UnitedHealthcare sure is a juggernaut, though. It made $16.4 billion in profit last year with Thompson at the helm. Every health insurance company denies claims, and the company does not share data on how many claims it denies. Devastating stories abound, though. ProPublica reported last year on the absurd trouble the company went to so it could deny a claim to a chronically ill man who had all sorts of very coverable medical problems. A Senate committee says UnitedHealthcare systematically denies solid Medicare Advantage claims to pad its margins and does so with the help of artificial intelligence.
Which, well, no shit! The goal of the insurance business is to collect more in premiums than you pay out in claims.
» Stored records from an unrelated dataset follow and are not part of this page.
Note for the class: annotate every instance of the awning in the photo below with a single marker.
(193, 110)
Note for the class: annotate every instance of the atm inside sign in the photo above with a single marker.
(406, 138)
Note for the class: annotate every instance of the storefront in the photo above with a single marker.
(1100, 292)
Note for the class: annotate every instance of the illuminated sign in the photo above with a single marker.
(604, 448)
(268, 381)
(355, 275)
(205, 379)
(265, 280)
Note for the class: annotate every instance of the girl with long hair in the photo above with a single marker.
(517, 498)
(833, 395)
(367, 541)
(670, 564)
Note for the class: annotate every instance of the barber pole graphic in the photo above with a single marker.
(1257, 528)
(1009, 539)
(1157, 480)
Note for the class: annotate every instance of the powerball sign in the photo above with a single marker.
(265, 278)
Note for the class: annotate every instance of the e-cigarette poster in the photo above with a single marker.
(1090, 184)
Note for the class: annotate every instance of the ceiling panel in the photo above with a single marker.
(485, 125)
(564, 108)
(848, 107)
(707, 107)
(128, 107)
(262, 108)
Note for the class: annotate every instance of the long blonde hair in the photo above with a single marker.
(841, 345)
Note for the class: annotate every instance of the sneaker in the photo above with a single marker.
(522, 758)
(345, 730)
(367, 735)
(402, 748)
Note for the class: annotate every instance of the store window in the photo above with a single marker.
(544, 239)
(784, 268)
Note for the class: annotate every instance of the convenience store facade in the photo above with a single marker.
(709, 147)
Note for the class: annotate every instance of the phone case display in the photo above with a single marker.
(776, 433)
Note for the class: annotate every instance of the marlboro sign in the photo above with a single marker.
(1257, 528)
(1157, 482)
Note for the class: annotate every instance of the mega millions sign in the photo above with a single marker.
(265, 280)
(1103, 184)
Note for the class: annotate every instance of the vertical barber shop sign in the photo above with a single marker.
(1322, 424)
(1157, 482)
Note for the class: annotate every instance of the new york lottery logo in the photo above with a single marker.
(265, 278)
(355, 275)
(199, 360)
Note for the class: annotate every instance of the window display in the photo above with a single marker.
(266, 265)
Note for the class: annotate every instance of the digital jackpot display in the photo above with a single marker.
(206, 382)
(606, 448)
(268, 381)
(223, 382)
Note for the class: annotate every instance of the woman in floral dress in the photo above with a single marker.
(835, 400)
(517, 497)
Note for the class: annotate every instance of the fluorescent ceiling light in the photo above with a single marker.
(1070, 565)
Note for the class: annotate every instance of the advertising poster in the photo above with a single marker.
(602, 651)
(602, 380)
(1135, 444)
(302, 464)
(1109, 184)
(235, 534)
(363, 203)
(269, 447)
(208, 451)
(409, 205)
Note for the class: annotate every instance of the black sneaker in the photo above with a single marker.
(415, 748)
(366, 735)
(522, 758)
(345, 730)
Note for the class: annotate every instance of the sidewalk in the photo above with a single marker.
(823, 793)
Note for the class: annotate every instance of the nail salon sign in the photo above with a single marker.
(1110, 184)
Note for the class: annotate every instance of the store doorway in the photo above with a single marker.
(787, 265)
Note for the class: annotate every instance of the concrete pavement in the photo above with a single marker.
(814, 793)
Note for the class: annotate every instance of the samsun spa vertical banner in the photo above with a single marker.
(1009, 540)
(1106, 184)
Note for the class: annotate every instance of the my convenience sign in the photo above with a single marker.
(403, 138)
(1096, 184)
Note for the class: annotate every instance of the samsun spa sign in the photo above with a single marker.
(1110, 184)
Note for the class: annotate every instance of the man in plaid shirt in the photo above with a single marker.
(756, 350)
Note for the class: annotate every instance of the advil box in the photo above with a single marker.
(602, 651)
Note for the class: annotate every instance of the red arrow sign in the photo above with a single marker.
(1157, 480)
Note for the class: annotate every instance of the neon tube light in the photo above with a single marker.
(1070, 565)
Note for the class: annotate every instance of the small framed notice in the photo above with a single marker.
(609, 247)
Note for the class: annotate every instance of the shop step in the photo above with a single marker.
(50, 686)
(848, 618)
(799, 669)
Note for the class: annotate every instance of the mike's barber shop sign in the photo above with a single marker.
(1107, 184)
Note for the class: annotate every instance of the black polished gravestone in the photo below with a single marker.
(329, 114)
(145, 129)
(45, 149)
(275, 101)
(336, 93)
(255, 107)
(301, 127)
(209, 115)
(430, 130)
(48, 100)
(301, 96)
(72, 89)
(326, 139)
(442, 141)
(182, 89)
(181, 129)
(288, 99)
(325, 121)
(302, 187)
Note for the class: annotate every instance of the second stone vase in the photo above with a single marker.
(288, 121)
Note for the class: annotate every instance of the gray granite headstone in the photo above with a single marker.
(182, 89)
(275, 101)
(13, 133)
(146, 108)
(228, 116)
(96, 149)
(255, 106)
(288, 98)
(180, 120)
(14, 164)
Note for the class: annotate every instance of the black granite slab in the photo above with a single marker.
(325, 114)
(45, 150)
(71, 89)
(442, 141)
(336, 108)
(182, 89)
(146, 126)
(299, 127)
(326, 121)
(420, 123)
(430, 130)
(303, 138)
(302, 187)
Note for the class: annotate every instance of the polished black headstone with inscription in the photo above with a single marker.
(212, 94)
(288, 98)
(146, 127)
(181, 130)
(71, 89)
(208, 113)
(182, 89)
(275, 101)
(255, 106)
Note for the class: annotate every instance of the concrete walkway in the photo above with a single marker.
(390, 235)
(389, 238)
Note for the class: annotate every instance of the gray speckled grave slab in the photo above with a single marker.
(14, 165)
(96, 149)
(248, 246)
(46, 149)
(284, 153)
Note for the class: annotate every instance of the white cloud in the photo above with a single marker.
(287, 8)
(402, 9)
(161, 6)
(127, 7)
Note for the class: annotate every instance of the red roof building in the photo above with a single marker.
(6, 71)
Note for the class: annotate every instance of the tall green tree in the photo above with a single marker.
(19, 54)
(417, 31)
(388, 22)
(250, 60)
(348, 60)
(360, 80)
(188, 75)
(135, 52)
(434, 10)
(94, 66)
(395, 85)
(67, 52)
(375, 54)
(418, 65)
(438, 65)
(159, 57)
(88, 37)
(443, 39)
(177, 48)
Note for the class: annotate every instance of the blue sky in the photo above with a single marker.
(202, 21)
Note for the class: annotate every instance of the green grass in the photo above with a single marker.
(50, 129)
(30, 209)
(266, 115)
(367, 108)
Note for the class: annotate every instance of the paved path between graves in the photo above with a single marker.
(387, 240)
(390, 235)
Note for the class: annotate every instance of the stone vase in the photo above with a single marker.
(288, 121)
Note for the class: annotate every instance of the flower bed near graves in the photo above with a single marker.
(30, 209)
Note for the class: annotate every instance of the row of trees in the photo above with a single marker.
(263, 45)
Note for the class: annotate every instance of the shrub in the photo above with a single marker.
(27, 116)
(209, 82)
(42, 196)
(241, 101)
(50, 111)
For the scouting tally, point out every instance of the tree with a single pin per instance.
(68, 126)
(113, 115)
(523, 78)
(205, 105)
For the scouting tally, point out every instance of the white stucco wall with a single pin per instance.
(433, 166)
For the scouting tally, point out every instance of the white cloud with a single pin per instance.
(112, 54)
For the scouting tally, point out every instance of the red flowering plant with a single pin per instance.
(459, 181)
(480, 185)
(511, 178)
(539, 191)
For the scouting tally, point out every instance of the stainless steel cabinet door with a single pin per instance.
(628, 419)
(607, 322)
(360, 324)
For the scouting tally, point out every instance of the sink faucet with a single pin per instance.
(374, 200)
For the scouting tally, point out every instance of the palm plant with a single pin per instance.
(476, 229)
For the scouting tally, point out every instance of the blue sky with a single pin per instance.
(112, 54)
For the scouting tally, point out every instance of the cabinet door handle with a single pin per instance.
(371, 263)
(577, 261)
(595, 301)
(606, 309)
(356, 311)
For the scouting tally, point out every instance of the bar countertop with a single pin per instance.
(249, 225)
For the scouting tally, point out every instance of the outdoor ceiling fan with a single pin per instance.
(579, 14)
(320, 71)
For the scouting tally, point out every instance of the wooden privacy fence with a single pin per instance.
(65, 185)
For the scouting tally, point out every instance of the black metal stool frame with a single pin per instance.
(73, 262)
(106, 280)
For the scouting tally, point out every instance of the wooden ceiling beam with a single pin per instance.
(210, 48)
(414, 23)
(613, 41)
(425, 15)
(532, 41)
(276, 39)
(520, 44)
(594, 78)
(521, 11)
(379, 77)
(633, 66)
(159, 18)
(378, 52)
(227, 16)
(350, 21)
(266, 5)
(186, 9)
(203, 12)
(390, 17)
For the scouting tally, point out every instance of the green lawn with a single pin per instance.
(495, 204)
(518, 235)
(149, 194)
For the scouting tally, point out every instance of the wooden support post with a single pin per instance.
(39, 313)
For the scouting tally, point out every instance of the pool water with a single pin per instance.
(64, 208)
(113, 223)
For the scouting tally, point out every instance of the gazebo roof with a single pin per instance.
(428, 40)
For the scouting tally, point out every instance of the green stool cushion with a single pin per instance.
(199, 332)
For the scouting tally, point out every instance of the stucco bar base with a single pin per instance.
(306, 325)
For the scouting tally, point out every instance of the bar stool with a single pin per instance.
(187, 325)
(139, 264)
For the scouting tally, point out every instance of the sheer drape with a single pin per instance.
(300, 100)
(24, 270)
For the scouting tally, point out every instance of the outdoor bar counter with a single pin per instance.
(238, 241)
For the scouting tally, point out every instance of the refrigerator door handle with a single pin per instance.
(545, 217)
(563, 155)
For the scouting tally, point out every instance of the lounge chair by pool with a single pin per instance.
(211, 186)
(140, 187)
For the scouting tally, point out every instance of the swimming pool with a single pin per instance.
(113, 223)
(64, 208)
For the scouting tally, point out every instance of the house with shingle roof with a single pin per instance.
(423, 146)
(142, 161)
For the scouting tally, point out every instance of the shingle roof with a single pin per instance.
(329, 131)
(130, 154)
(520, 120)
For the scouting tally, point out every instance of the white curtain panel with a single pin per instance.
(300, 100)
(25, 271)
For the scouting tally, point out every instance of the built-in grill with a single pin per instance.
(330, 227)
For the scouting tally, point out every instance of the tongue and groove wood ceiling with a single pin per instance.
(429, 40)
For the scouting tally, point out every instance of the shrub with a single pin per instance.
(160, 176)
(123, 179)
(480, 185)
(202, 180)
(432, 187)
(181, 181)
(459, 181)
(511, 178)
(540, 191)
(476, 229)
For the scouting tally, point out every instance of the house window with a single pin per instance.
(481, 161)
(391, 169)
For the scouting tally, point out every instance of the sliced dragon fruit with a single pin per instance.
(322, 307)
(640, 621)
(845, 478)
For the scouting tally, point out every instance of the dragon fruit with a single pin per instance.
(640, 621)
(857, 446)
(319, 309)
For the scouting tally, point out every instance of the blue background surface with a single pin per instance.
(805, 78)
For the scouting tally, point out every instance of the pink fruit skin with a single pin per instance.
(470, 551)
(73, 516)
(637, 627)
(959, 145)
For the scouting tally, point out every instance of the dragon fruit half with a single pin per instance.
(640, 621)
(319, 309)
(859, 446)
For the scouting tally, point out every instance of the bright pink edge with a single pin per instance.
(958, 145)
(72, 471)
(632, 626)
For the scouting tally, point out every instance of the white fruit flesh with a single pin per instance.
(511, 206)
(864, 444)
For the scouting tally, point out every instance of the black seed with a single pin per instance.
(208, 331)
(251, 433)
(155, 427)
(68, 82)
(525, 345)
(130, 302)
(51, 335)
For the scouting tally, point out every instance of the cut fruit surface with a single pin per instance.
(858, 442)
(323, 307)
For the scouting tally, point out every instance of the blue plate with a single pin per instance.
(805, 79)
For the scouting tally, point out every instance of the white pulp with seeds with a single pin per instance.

UnitedHealth, which reported collecting $290 billion in premiums in 2023 while spending $240 billion on actual medical costs for its customers, can add and subtract.
That the market did not immediately punish the health care company on the day of Thompson’s murder might tell us something about this method of making money. Specifically, it might say that UnitedHealthcare has a robust system in place to extract a lot of money from the American health care system—and that system does not depend on the visionary mind of any one executive. This manner of profiting from failing human health is so tried and true, so nicely systematized, that even the savage and very public murder of the man in charge can only nudge the stock on the day it occurs. Even the next day, as the stock falls hard, it doesn’t fall any lower than it was a couple of turbulent weeks ago.
UnitedHealthcare is not alone in this position. A group of academics found in 2016 that it’s not uncommon for stocks to go up after the sudden death of a CEO. Sometimes the market expresses its lack of faith in a dead CEO by boosting the stock after their passing.
One can imagine a lot of businesses, though, where this perceived interchangeability of the man in charge would not carry. Bob Iger’s succession problems have been an on-again, off-again drag on Disney’s stock price for years, even though children are no less addicted to the Magic Kingdom than they were generations ago. If Elon Musk were to drop dead tomorrow, the damage to Tesla’s share price would be unfathomable, because companies and also dumb crypto tokens get much more valuable when Musk breathes on them. Granted, Thompson was just in charge of the biggest part of UnitedHealth, not the whole thing. But you did not see UnitedHealth’s board (which Thompson sat on) going to battle with a Delaware court this week to try to get him billions of dollars he does not need.
As my colleague Nitish Pahwa wrote this week for Slate, Thompson’s slaying is the latest illustration of an extraordinary disconnect between stock movements and how people perceive the business world around them. That things could be so normal for UnitedHealth on Wall Street after this murder was odd, sure. But if that was weird, then it was also weird when UnitedHealth’s share price doubled over the past five years despite a mountain of negative publicity around countless people’s awful experiences dealing with the insurer.
A Wall Street–to–Main Street disconnect is not new, but people’s uncoupling of stocks and “the economy” as a living organism has accelerated post-pandemic. A reviled but hugely successful health insurance company having a boring Wednesday on the stock market while its CEO is slaughtered and much of the internet dances on his grave is quite a depiction of this change. Whoever replaces Thompson over the long term will be tasked with making sure this balancing act continues to hold. The mood around UnitedHealthcare’s stock can be nothing like someone’s mood about their health insurer.